A personal operating environment, on the other hand,
is a service that enables adaptable service presentations inorder to fit the
capabilities of the terminal in use regardless of network types. Currently,
There are several frame works on personal mobility found in the literature.
Mobile-agent-based infrastructure is one widely studied solution. In this
infrastructure, each user is usually assigned a unique identifier and served by
some personal mobile agents (or specialized computer programs running on same
servers. These agents acts as intermediaries between the user and the Internet.
A user also belongs to a home network that has servers with the updated user
profile (including the current location of the user’s agents, user’s
performances, and currently used device descriptions). When the user moves from
his/her home network to a visiting network, his/her agents will migrate to the
new network. For example, when somebody makes a call request to the user, the
caller’s agent first locates user’s agent by making a location request to
user’s home network. By looking up user’s profile, his/her home network sends
back the location of user’s agent to the caller’s agent. Once the caller’s
agent identifies user’s location, the caller’s agent can directly communicate
with user’s agent. Different agents may be used for different services.
4.4 SECURITY
AND PRIVACY
Security requirements of 2G and 3G networks have been
widely studied in the literature. Different standards implement their security
for their unique security requirements. For
example, GSM provides highly secured voice
communication among users. However, the existing security schemes for wireless
systems are inadequate for 4G networks. The key concern in security designs for
4G networks is flexibility. As the existing security schemes are mainly
designed for specific services, such as voice service, they may not be
applicable to 4G environments that will consist of many heterogeneous systems.

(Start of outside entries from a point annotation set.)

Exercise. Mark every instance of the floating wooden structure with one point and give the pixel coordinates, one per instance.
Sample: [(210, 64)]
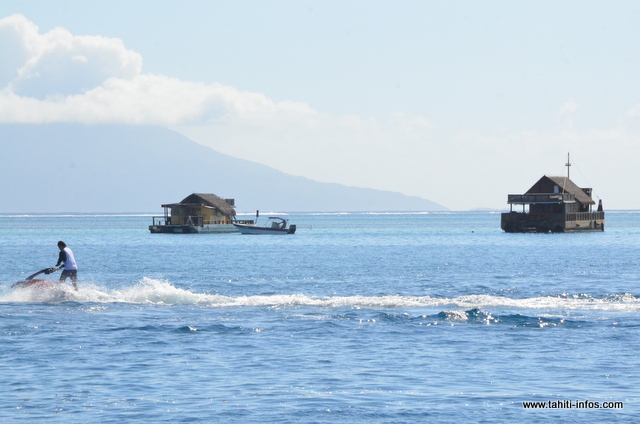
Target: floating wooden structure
[(555, 204), (197, 213)]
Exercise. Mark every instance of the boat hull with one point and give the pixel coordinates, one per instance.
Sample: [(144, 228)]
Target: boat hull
[(252, 229)]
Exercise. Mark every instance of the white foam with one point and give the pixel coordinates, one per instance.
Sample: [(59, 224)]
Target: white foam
[(158, 292)]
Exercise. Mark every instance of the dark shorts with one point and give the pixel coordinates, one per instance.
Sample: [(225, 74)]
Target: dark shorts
[(69, 273)]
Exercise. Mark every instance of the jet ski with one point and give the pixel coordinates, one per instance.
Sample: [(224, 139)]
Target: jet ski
[(31, 281)]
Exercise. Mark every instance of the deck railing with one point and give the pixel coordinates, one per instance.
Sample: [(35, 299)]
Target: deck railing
[(584, 216), (541, 198)]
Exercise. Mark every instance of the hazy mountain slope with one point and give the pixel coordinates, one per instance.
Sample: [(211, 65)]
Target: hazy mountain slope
[(119, 168)]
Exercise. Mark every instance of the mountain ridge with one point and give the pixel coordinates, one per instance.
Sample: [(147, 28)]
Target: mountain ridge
[(78, 168)]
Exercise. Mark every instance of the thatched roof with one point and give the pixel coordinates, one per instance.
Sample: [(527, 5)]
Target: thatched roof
[(565, 185), (206, 199)]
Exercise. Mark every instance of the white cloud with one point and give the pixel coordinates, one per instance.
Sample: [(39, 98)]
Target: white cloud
[(59, 63), (60, 77)]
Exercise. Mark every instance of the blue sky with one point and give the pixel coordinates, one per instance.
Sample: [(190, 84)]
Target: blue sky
[(459, 102)]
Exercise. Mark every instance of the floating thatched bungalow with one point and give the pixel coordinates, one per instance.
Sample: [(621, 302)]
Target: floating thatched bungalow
[(555, 204), (197, 213)]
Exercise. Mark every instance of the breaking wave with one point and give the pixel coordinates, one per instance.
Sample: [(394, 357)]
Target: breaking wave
[(158, 292)]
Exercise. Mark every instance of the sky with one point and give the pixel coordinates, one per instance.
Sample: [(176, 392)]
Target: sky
[(458, 102)]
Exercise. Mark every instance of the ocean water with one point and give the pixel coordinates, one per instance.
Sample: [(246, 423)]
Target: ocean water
[(358, 318)]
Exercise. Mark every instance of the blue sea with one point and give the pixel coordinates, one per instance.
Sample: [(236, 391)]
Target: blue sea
[(357, 318)]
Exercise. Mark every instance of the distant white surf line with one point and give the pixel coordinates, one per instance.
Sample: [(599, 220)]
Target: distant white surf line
[(157, 292)]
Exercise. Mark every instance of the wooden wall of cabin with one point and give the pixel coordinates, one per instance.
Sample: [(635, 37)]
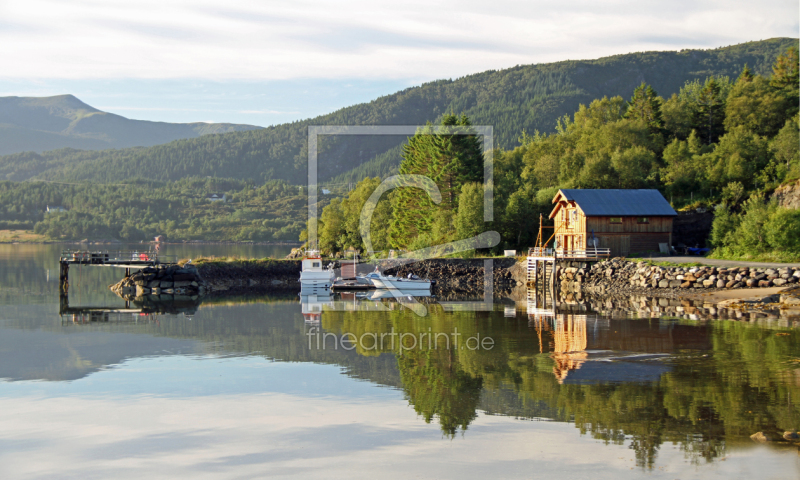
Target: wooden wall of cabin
[(629, 225), (625, 244)]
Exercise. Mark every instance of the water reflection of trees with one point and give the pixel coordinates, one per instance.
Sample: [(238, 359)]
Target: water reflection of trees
[(726, 380), (742, 381)]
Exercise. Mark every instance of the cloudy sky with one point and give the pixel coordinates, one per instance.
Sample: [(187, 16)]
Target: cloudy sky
[(266, 62)]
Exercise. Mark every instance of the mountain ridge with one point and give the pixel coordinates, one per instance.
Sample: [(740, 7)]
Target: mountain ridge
[(63, 121), (513, 100)]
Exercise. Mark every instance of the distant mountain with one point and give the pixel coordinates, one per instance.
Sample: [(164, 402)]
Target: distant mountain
[(526, 97), (38, 124)]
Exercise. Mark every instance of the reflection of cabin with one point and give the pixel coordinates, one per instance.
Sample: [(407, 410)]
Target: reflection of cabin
[(625, 221)]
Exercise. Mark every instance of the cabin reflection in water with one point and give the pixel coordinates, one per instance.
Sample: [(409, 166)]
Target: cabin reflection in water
[(588, 348), (568, 344)]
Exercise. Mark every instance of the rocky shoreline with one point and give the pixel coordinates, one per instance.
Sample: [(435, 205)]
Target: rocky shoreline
[(465, 277), (622, 275)]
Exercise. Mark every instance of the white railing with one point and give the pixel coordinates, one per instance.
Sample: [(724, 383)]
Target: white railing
[(564, 253)]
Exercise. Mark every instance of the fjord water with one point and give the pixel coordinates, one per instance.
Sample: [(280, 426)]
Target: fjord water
[(240, 387)]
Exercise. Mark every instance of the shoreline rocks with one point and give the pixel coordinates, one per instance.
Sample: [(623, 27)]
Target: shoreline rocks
[(161, 280), (619, 274)]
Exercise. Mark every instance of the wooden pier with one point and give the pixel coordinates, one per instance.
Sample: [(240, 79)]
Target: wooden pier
[(122, 259)]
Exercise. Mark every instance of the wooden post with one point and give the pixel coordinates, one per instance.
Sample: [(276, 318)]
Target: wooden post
[(63, 277)]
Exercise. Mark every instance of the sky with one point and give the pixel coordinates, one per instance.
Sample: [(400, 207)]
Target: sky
[(267, 62)]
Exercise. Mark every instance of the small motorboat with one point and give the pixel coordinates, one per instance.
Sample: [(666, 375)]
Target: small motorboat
[(352, 284), (411, 282), (313, 274)]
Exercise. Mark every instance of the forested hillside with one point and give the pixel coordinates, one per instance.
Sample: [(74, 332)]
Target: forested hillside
[(140, 210), (523, 98), (721, 143), (38, 124)]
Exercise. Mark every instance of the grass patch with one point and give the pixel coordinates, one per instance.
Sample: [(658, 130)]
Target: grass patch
[(767, 257), (669, 264), (22, 236)]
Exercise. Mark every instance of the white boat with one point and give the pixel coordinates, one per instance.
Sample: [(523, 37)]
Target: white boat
[(313, 274), (312, 305), (398, 283)]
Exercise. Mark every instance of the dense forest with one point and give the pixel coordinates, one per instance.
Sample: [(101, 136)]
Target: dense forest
[(138, 211), (49, 123), (717, 142), (523, 98)]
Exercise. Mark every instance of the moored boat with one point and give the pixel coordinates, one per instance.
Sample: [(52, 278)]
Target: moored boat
[(313, 274), (409, 283)]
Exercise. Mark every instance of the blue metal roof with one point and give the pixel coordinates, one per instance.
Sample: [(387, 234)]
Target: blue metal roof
[(623, 203)]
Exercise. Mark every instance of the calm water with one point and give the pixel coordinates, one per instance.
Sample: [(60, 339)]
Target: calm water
[(250, 387)]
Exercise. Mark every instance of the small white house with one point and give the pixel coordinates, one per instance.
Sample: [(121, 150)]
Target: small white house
[(216, 197)]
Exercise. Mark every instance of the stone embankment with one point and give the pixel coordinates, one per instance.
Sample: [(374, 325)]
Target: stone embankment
[(246, 276), (249, 276), (166, 281), (463, 275), (620, 275), (767, 311)]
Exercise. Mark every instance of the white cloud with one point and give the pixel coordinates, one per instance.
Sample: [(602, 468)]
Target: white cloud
[(355, 39)]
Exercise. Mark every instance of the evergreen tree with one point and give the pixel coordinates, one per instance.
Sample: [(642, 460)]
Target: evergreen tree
[(645, 105), (709, 116), (451, 157)]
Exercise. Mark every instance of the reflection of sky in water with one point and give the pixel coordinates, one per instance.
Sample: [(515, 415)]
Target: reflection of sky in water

Moreover, the key sizes and encryption and decryption algorithms of existing
schemes are also fixed. They become inflexible when applied to different
technologies and devices (with varied capabilities, processing powers, and
security needs). As an example, Tiny SESAME is a lightweight reconfigurable
security mechanism that provides security services for multimode or IP-based
applications in 4G networks.
5.
CONCLUSIONS
The future of mobile communication is FAMOUS-Future Advanced
Mobile Universal Systems. The data rates targeted are 20 MBPS. That will be the
FOURTH GENERATION 4G in the mobile communication technology. 4G must be
hastened, as some of the video applications cannot be contained within 3G.This
paper highlights that current systems must be implemented with a view of
facilitate to seamless integration into 4G infrastructure. Inorder to cope with
the heterogeneity of network services and standards, intelligence close to end
system is required to map the user application requests onto network services
that are currently available. This requirement for horizontal communication
between different access technologies has been regarded as a key element for 4G
systems. Finally, this paper describes how 4G mobile communication can be used
in any situation where an intelligent solution is required for interconnection
of different clients to networked applications aver heterogeneous wireless
networks.